We have contracts with payers like Partnership Health and Blue Shield. In addition to that Dignity Health and Sutter Health have both been backers of the palliative care program as well.

Our focus is quality. We believe that if quality comes first, your finances will take care of themselves. That is a fundamental principle that I think we lose sight of in health care, sometimes. That’s proven true here, and it’s been proven true in my 20 years of working in hospice and palliative care.

Whenever you lose sight of that mission and your commitment to quality, you’ll begin to struggle financially.

Everybody’s heard this phrase: No margin, no mission. I heard that a lot around the dinner table growing up. My favorite aunt was a Franciscan nun who was an administrator for a community hospital. This idea that we do have to operate with sharp business acumen was ingrained in me with my own family members, because I grew up in the industry. 

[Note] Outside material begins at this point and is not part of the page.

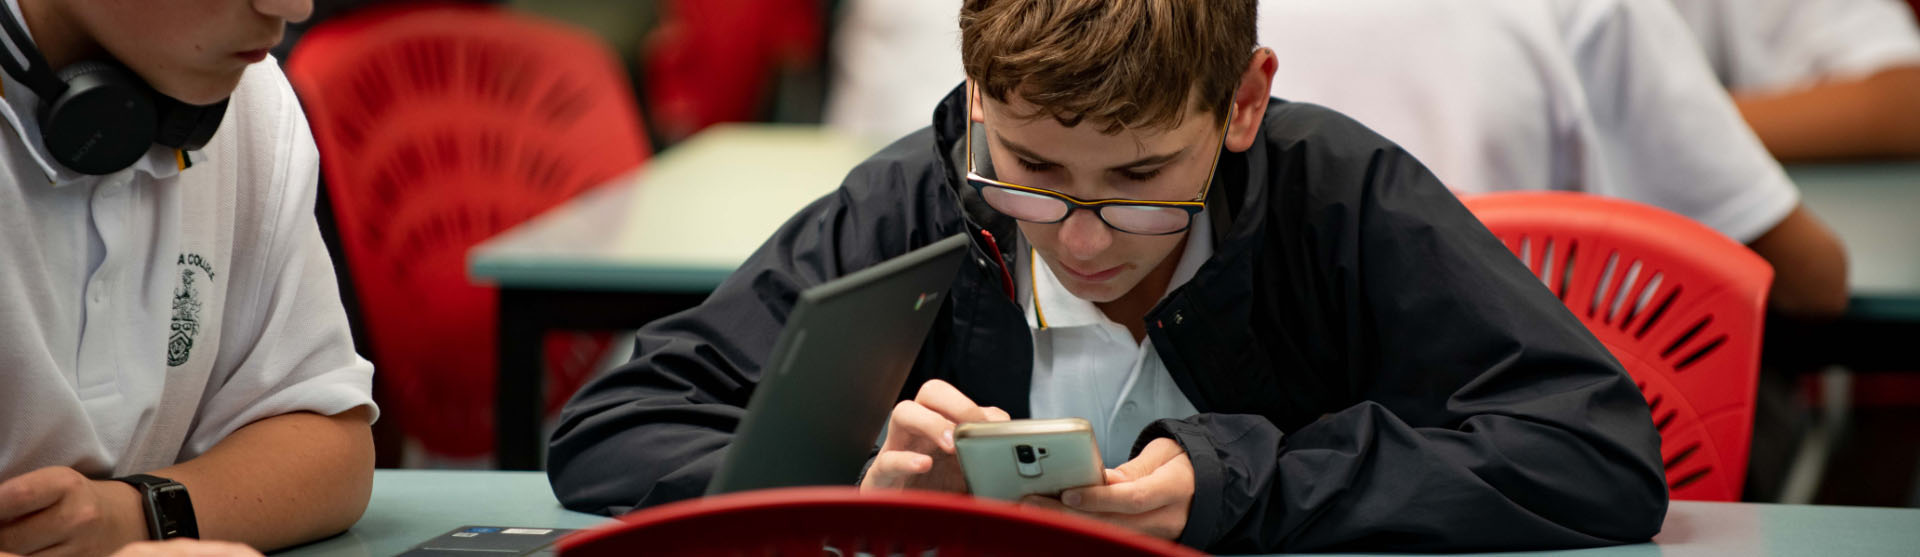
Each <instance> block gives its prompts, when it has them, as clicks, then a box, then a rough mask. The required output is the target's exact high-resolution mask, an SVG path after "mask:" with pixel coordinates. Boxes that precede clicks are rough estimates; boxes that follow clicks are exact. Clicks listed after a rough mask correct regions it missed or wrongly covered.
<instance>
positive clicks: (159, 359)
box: [0, 12, 372, 480]
mask: <svg viewBox="0 0 1920 557" xmlns="http://www.w3.org/2000/svg"><path fill="white" fill-rule="evenodd" d="M15 13H17V12H15ZM0 56H4V54H0ZM0 85H4V90H0V94H4V98H6V102H0V117H4V121H6V129H0V181H4V182H0V376H4V388H0V480H4V478H12V476H17V474H21V472H29V471H33V469H38V467H50V465H58V467H73V469H77V471H81V472H83V474H88V476H94V478H102V476H117V474H129V472H142V471H154V469H161V467H167V465H173V463H177V461H186V459H192V457H198V455H200V453H204V451H207V449H209V448H213V446H215V444H219V442H221V440H223V438H227V436H228V434H232V432H234V430H236V428H240V426H246V424H250V423H253V421H259V419H267V417H275V415H282V413H294V411H311V413H321V415H336V413H342V411H349V409H353V407H361V405H367V407H372V398H371V390H372V388H371V386H372V365H369V363H367V361H365V359H361V357H359V355H355V353H353V342H351V336H349V334H348V323H346V315H344V311H342V305H340V294H338V292H336V284H334V271H332V263H330V259H328V257H326V248H324V246H323V244H321V236H319V227H317V225H315V219H313V204H315V179H317V169H319V154H317V152H315V146H313V136H311V134H309V131H307V121H305V117H303V115H301V111H300V104H298V102H296V98H294V92H292V88H290V86H288V83H286V77H284V75H282V73H280V67H278V65H276V63H275V61H273V60H269V61H261V63H253V65H252V67H248V71H246V77H244V79H242V81H240V86H238V90H234V94H232V102H230V104H228V111H227V117H225V121H223V123H221V129H219V133H215V136H213V140H211V142H209V144H207V148H205V150H204V152H198V154H190V157H184V159H182V157H180V154H179V152H175V150H165V148H154V150H152V152H150V154H148V156H146V159H142V161H138V163H136V165H134V167H131V169H125V171H117V173H111V175H104V177H88V175H79V173H73V171H67V169H65V167H58V165H56V163H52V157H50V156H48V154H46V152H44V146H42V144H40V138H38V131H36V127H38V123H36V121H35V119H36V115H35V108H36V104H38V98H35V94H33V90H31V88H27V86H25V85H21V83H17V81H13V79H12V77H4V81H0ZM182 167H184V169H182Z"/></svg>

If you have that commitment to the mission and you’re focused on quality, that financial piece will take care of itself. I see that play out over and over.

I’d like to get your take on the long-term outlook for palliative care. There’s been a lot of discussion and advocacy about creating a dedicated payment model within Medicare. How could a program like that change the game?

The reimbursements for hospice are just shy of $300 a day per patient. For hospice care that’s the average reimbursement in our market. That gets you a certified hospice nurse, a nursing aide who comes to your house as frequently as you need, a CNA, a social worker and a chaplain if you need one.

We pay for all of the medications related to your diagnosis, all the [durable medical equipment] all covered for about $300 a day. If you imagine that the hospice benefit somehow morphed into a palliative care benefit instead, the reimbursements could be similar or even less than what they are for for hospice services. Instead of looking at a six-month prognosis you might have an 18-month prognosis. 

You would see nationally the quality of care, patient satisfaction, people’s sense of well being all going up, and it will save our health care system billions of dollars. But there has to be the will on a national level to do that.

Aside from the possibility of such a benefit, what else do you see on the horizon in the palliative care space?

I think more insurance payers are looking seriously at palliative care from their perspective, because of the cost savings.

It’s much better to care for somebody in the place where they want to receive that care, and to build trusting relationships with their care provider. When we can spend time with patients we can have more of a surround strategy in how we approach their care, looking at mind, body and spirit. 

I think the case for palliative care to become much more mainstream and integrated into the national health care system is definitely there. I think it’s just going to take time.